Resolveu não sair do partido. Ficou no governo. Engoliu, como aliados, alguns dos mais manjados representantes da escória política da cidade, dizendo para si mesmo que aquilo seria um mal necessário para um bem maior: a continuidade do projeto do PO.
Vitória nas urnas, mais um mandato para o Partido dos Operários. O novo governo passava então a promover um certo inchaço da máquina pública, “loteando” cargos para todos os aliados. Logo nos primeiros meses, Zezinho acabou deslocado de sua cadeira de Secretário porque o prefeito precisava acomodar ali um figurão, de outro partido, que iria concorrer a prefeito mas abriu mão para entrar na coligação.
Não que Zezinho, agora rebaixado a diretor de um departamento, passasse a ganhar MUITO MENOS com isso: logo começou a receber diárias de viagem e outras vantagens, que faziam com que ganhasse até mais, na média anual, do que antes.
Mas dali a um tempo, começou a perceber umas movimentações estranhas, umas contas que não fechavam… teve a plena convicção de estar detectando um caso de corrupção. Falou com o amigo prefeito, falou com o resto do pessoal, mas assim como ele próprio, ninguém sabia muito bem o que fazer. Se ESTOURASSEM a história toda, o governo todo seria rotulado como CORRUPTO e a imagem do PO, um partido que jamais estivera envolvido em nada escuso, seria maculada. Mas se não fizessem nada, estariam sendo coniventes.
A solução foi a seguinte: mexeram no secretariado, trocaram todos os envolvidos de lugar, para ver se a coisa parava por aí.
Pouco tempo depois, novas movimentações suspeitas começaram. Novo troca-troca na equipe. E nova “recaída”. Dali a um tempo, bateu um cansaço: o volume da roubalheira era pequeno, e deixar que ela seguisse era menos danoso ao andamento dos trabalhos do governo do que esse constante mexe-mexe nas Secretarias. Zezinho concordava com esta tese, aliás.
Dois anos depois da reeleição, e agora encontramos Zezinho já acostumado com o ambiente do governo, tolerante às pequenas safadezas dos aliados, acomodado em sua posição, e arrecadando além do salário, todos os adicionais que a lei lhe permitia. Nesse momento, mais uma vez o acaso histórico iria mexer com sua vida.
O Partido dos Operários, naquele ano, ganhou as eleições para o Governo do Estado. Zezinho apoiara um candidato a deputado que acabou eleito, mas não foi para a Assembleia Legislativa: na composição do novo governo estadual, acabou de Secretário Estadual de alguma coisa. Zezinho recebeu o convite para ir junto compor a equipe da pasta, e aceitou. De diretor na Prefeitura, a assessor numa Secretaria do Estado. Salário maior, mais prestígio, tudo.

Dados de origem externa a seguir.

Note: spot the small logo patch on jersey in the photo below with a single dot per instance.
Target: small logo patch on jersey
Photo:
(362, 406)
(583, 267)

Logo ao chegar ao novo cargo, Zezinho descobriu que ali as empresas prestadoras de serviços para o governo pagavam propinas para articular vitórias nas licitações. Recusou-se a recebê-las. Mas então ficou diante de uma nova sacanagem: impossibilitadas de comprar a decisão dos processos licitatórios, as empresas começaram a fazer pressão sobre o deputado, o governador… e Zezinho percebeu que a malandragem iria acontecer com ou sem sua ajuda. Começou a sentir-se o único trouxa no planeta dos espertos.
Um amigo, deputado estadual de outro partido que já governara antes, chegou e deu-lhe o argumento que faltava para fazer sua cabeça:
- Cara, todo mundo faz, e se tu não fazes, alguém vai fazer. Isso aí funciona assim há décadas, e se tu não dança conforme a música, eles te substituem por alguém que dance. Não dá para bancar o menino idealista e ingênuo numa hora dessas. Além disso, tu já fizeste tanto pela tua cidade, pelo teu estado… esse governo não vai durar para sempre, então tu tens que ter um dinheiro bom para investir, garantir a tua velhice.
Na semana seguinte, a turma da mala preta apareceu de novo na Secretaria, oferecendo um “presentinho” a Zezinho. Ele olhou para os espertalhões, e ainda não muito seguro do que estava prestes a fazer, disse-lhes:
- Eu andei pensando: de quê adianta ser santo numa terra de pecadores? Afinal, uma andorinha só não faz verão. Estou certo ou estou errado?
Apertaram as mãos. Zezinho abriu um sorriso. Todos na sala sorriram.